September 26, 2015

"The Legend of Georgia McBride" is a Hoot

Sometimes even a serious theatergoer just wants to have fun. At least that's what I was hoping to do when I headed off to see the MCC Theater production of The Legend of Georgia McBride. And that's exactly what I—and, judging by the volume of the laughter—everyone else at the Lucille Lortel Theatre had the night I saw this big-hearted show about a straight guy who finds happiness when he becomes a drag queen.

It's also pretty obvious that playwright Matthew Lopez, the author of The Whipping Man, a dour Civil War drama; and a writer for the overly earnest HBO series "The Newsroom," had a helluva good time when he wrote Georgia McBride.

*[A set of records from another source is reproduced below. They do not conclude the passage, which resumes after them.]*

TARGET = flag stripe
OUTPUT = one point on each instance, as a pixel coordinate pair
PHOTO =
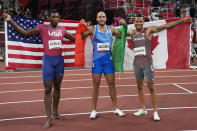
(29, 55)
(34, 57)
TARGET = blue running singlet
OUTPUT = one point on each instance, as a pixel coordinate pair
(102, 55)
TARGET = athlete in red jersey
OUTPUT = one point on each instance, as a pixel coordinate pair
(141, 39)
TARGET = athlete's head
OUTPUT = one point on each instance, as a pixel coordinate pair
(101, 18)
(54, 18)
(138, 21)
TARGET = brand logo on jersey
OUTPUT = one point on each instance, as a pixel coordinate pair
(55, 33)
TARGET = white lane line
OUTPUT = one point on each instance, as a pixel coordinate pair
(129, 72)
(101, 112)
(182, 88)
(101, 79)
(89, 87)
(84, 98)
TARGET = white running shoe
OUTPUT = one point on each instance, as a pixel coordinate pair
(156, 116)
(118, 112)
(140, 112)
(93, 114)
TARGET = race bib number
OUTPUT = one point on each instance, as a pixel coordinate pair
(54, 44)
(103, 47)
(139, 51)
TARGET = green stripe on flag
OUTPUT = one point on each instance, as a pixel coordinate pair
(118, 49)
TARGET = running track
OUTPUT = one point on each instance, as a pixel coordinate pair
(22, 107)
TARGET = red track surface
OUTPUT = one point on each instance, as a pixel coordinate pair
(22, 107)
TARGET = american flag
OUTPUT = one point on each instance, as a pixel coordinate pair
(27, 52)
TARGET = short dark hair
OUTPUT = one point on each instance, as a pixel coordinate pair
(138, 15)
(52, 11)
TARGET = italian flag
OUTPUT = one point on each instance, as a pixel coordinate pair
(170, 48)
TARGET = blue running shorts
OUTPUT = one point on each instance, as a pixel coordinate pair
(100, 67)
(52, 66)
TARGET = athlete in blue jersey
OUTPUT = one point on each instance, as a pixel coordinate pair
(101, 36)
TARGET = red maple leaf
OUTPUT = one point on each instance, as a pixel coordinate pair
(154, 44)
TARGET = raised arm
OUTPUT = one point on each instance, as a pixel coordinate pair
(70, 36)
(89, 31)
(22, 31)
(115, 31)
(156, 29)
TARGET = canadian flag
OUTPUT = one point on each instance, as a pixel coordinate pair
(170, 47)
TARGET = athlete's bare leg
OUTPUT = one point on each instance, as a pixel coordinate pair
(110, 78)
(96, 83)
(47, 101)
(56, 97)
(141, 94)
(153, 95)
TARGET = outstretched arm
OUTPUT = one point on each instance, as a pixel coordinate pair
(70, 36)
(23, 32)
(86, 30)
(115, 31)
(156, 29)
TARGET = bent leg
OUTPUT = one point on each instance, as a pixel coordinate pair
(95, 92)
(153, 95)
(56, 96)
(141, 93)
(110, 78)
(47, 102)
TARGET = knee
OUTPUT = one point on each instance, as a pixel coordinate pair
(150, 86)
(139, 88)
(47, 91)
(111, 84)
(57, 89)
(96, 84)
(151, 89)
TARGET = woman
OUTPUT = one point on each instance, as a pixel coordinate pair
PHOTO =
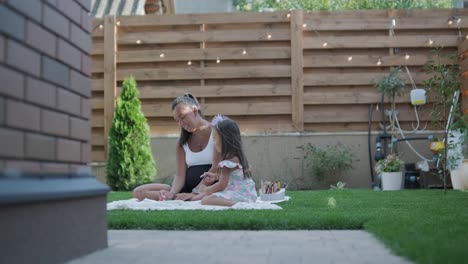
(195, 154)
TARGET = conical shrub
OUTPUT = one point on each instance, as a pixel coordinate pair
(129, 162)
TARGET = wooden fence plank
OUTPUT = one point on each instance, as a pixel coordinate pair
(297, 77)
(204, 54)
(205, 36)
(352, 61)
(355, 78)
(232, 108)
(381, 23)
(191, 73)
(192, 19)
(97, 48)
(355, 113)
(338, 95)
(380, 42)
(208, 91)
(97, 103)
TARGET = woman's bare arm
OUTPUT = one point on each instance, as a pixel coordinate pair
(181, 169)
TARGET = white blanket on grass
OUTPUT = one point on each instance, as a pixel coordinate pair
(147, 204)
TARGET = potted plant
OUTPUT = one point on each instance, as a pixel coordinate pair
(443, 85)
(327, 163)
(390, 172)
(391, 85)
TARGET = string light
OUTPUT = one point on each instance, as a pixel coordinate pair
(393, 25)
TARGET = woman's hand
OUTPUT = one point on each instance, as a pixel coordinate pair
(198, 197)
(184, 196)
(209, 177)
(166, 195)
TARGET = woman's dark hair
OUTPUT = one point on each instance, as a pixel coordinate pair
(190, 101)
(231, 143)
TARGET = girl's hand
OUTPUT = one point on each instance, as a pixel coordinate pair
(197, 197)
(167, 195)
(209, 177)
(184, 196)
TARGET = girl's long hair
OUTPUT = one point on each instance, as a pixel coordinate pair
(190, 101)
(231, 143)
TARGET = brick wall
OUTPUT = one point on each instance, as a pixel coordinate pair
(45, 85)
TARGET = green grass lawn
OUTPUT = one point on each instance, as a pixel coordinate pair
(426, 226)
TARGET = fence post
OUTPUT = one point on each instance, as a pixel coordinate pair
(297, 76)
(110, 68)
(463, 61)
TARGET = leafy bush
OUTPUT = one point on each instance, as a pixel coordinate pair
(327, 162)
(130, 162)
(392, 163)
(331, 5)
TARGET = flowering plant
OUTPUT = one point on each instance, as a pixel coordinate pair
(392, 163)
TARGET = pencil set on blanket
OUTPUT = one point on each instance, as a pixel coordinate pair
(272, 191)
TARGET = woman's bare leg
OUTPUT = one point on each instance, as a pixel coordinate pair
(215, 200)
(150, 191)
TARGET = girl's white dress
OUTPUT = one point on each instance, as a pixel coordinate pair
(240, 188)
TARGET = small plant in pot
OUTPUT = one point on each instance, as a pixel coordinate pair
(443, 85)
(390, 172)
(391, 85)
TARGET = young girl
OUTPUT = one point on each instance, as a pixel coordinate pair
(235, 183)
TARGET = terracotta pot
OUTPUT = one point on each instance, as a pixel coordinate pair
(392, 181)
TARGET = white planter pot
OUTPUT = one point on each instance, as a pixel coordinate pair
(459, 177)
(392, 181)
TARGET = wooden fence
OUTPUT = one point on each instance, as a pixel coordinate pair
(463, 60)
(272, 72)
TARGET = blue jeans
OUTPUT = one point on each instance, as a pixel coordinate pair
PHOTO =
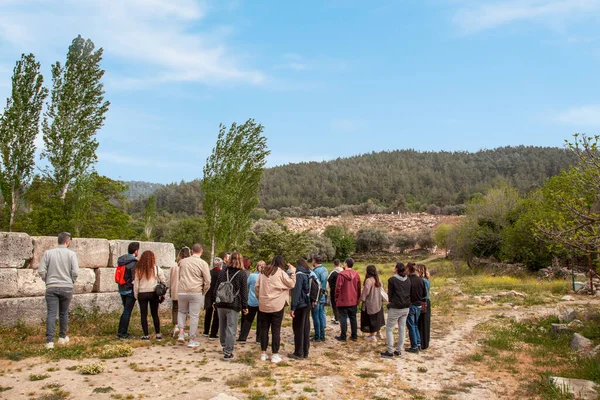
(57, 302)
(413, 326)
(319, 320)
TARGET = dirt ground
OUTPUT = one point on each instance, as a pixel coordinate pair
(333, 370)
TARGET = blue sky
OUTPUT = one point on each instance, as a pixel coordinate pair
(327, 79)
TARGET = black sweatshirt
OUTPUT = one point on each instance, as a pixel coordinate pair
(418, 291)
(240, 286)
(399, 292)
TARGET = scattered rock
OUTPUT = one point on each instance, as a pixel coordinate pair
(567, 315)
(580, 388)
(580, 343)
(575, 324)
(560, 329)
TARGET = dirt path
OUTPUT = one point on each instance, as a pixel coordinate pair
(347, 371)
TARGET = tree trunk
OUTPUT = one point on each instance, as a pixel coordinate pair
(13, 208)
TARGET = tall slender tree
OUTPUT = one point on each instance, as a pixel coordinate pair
(19, 126)
(231, 180)
(75, 113)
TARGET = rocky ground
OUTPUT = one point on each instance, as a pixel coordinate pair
(334, 370)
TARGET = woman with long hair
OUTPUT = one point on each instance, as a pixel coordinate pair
(174, 283)
(232, 280)
(272, 290)
(147, 276)
(371, 315)
(424, 322)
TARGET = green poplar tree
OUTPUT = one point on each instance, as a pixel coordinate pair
(75, 113)
(231, 180)
(19, 125)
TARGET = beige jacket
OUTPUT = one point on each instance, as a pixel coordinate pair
(273, 291)
(371, 297)
(194, 275)
(144, 285)
(174, 283)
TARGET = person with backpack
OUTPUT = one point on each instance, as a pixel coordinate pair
(300, 313)
(231, 297)
(194, 283)
(332, 280)
(147, 276)
(272, 290)
(248, 319)
(372, 317)
(425, 317)
(58, 269)
(173, 290)
(211, 316)
(124, 278)
(318, 310)
(418, 292)
(398, 309)
(347, 293)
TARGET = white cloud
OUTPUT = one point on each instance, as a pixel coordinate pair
(588, 115)
(480, 15)
(158, 39)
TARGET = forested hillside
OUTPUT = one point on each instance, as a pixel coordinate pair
(440, 178)
(401, 180)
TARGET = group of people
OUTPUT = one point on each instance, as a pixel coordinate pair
(231, 288)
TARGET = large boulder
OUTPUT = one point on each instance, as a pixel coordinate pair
(164, 252)
(91, 253)
(16, 250)
(580, 343)
(9, 286)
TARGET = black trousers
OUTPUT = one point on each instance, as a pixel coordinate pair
(144, 299)
(128, 304)
(344, 314)
(247, 321)
(272, 321)
(424, 325)
(301, 327)
(211, 316)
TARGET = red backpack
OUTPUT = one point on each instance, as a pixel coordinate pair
(120, 275)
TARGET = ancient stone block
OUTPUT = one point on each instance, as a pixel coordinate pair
(8, 282)
(164, 252)
(91, 253)
(15, 250)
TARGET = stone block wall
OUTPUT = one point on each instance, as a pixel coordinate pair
(22, 290)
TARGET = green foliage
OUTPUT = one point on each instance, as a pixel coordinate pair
(19, 126)
(405, 241)
(232, 176)
(372, 239)
(187, 231)
(341, 239)
(75, 113)
(272, 241)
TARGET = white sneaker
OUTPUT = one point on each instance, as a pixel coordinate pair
(275, 358)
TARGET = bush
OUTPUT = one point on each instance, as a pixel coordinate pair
(371, 239)
(341, 239)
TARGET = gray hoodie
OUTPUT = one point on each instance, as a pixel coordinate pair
(59, 267)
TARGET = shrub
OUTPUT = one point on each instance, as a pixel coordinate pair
(371, 239)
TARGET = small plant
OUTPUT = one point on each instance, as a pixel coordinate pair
(38, 377)
(115, 351)
(106, 389)
(91, 369)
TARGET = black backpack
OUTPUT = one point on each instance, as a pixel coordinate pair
(314, 288)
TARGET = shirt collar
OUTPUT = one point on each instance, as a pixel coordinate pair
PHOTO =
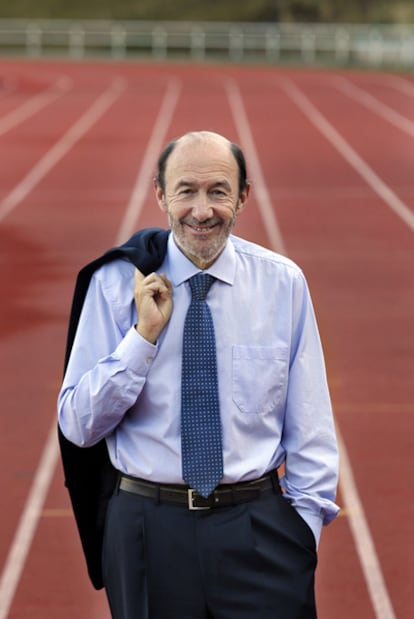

The show opens as Casey, an Elvis impersonator, is performing his act at a dinky bar on the Florida Panhandle. Casey's got the king's lip snarl and hip swivel down pat but what he doesn't have is a paying audience and so his boss brings in another act, a pair of drag queens named Tracy and Rexy (short for Anorexia Nervosa) and demotes Casey to bartender and general gofer.

The bad news keeps coming. At home, Casey's wife Jo, with whom he's madly in love, tells him that the rent check bounced and that her pregnancy test is positive. So Casey, in desperate need of keeping his job, has little choice when an intoxicated Rexy can't perform one night and he's drafted to replace her.

He's wobbly at first but quickly finds that the high-heel shoes fit. Under Tracy's nurturing tutelage, Casey takes on the drag personae of Georgia McBride and their show begin to pack the bar. Soon Casey's loving the attention he's finally getting and the money he's now earning. The only problem is that he doesn't want Jo to know how he's earning their living or how much he's enjoying what he's doing.

Sprinkled throughout this narrative are full-on numbers from the drag show; what seems to be a "Priscilla, Queen of the Desert" homage is deliciously over-the-top. Lopez also supplies a steady stream of belly-laugh-inducing one-liners. And, under the snappy direction of Mike Donahue, all the performances are delightful.

Dave Thomas Brown is particularly appealing as Casey and he and Afton Williamson's Jo make an adorable, and believable, couple. Plus he's a great-looking drag queen.

But it's Matt McGrath who steals the show as the sagacious Tracy, a drag show vet who has learned over the years that you have to grab your joy where and when you can and to temper the joyless times with a wry quip (click here to read a profile of the actor).

You could easily come out of this show, which ends it run Oct. 11, with some thoughts about the changing definitions of manhood in 21st century America whirling around your head. But you're even more likely to walk away, as I did, with a big grin on your face.